I forgot to ask Cpl. Schaetzle exactly how old he was, but he graduated from high school four years ago. He was probably about 21, which is a bit older than the average age of servicemen in Iraq, yet men like Schaetzle were anything but average.

Marines have been around as long as the United States itself, and from the beginning, "the few good men" who join the Corps have been a bit different. As a tiny unit of "soldiers of the sea," scrappy Marines struggled to prove their worth throughout every single conflict in American history. From the shores of Tripoli where they defeated Barbary pirates in what today is Libya, to the battlefields of France where one Marine officer shouted, "Retreat? Hell, we just got here," you could make a case that Marines have something to prove – to themselves, and maybe just as important, to the Corps.

Half out of desperation and half out of sheer bravado, the Marines distinguished themselves for being "first to fight." Recruitment posters for the "Great War," World War I, showed an indignant, well-dressed man pulling off his suit jacket. The caption at the bottom: "Tell That to the Marines!"

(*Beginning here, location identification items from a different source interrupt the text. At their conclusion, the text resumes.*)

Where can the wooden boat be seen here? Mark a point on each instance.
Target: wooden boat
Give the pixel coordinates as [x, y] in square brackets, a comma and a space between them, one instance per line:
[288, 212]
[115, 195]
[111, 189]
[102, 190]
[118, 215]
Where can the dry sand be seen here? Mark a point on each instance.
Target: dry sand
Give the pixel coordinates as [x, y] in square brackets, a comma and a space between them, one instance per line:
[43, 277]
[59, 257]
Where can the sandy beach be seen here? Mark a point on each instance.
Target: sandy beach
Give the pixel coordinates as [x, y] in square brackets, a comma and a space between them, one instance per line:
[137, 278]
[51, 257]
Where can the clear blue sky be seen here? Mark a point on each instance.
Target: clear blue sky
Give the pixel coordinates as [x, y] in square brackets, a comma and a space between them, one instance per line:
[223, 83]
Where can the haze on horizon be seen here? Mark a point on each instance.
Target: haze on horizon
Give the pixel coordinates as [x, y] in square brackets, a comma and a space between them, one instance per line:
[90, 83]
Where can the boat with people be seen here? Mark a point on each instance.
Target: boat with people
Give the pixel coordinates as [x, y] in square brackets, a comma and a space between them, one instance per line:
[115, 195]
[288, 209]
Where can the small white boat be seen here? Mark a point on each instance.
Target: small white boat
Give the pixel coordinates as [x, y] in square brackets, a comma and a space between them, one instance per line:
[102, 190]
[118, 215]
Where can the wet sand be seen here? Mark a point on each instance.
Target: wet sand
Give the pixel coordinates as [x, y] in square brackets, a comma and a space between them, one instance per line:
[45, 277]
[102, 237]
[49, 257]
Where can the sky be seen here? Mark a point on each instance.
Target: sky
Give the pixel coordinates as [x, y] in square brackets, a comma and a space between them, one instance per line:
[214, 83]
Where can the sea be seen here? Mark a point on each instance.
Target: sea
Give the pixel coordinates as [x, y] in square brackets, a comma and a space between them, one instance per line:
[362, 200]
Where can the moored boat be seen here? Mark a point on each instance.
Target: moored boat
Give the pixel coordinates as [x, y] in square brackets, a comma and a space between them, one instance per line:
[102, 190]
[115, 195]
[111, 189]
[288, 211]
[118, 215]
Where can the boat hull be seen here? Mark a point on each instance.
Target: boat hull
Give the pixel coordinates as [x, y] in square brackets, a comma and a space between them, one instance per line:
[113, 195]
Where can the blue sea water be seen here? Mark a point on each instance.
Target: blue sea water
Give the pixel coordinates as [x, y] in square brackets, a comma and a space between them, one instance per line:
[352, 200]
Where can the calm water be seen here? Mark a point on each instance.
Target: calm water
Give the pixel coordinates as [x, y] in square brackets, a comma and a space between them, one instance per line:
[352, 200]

You don't just end up being a Marine by luck, or accident – it takes a concerted effort, a willingness to subject yourself to hardship in the hopes of something in return. Camaraderie, distinction or duty – defining that "something" is difficult, but if you don't know what you want, the Marine Corps will kindly make some great suggestions. Every night before going to bed, Marine recruits will stand by their racks and, on cue, shout at the top of their lungs, "honor, courage, commitment." Recruits bang the thin government-issued mattresses after every promise, so that the physical body will conform, retain and respond to each verbal pledge. For the Marines, muscle memory applies to the heart as well.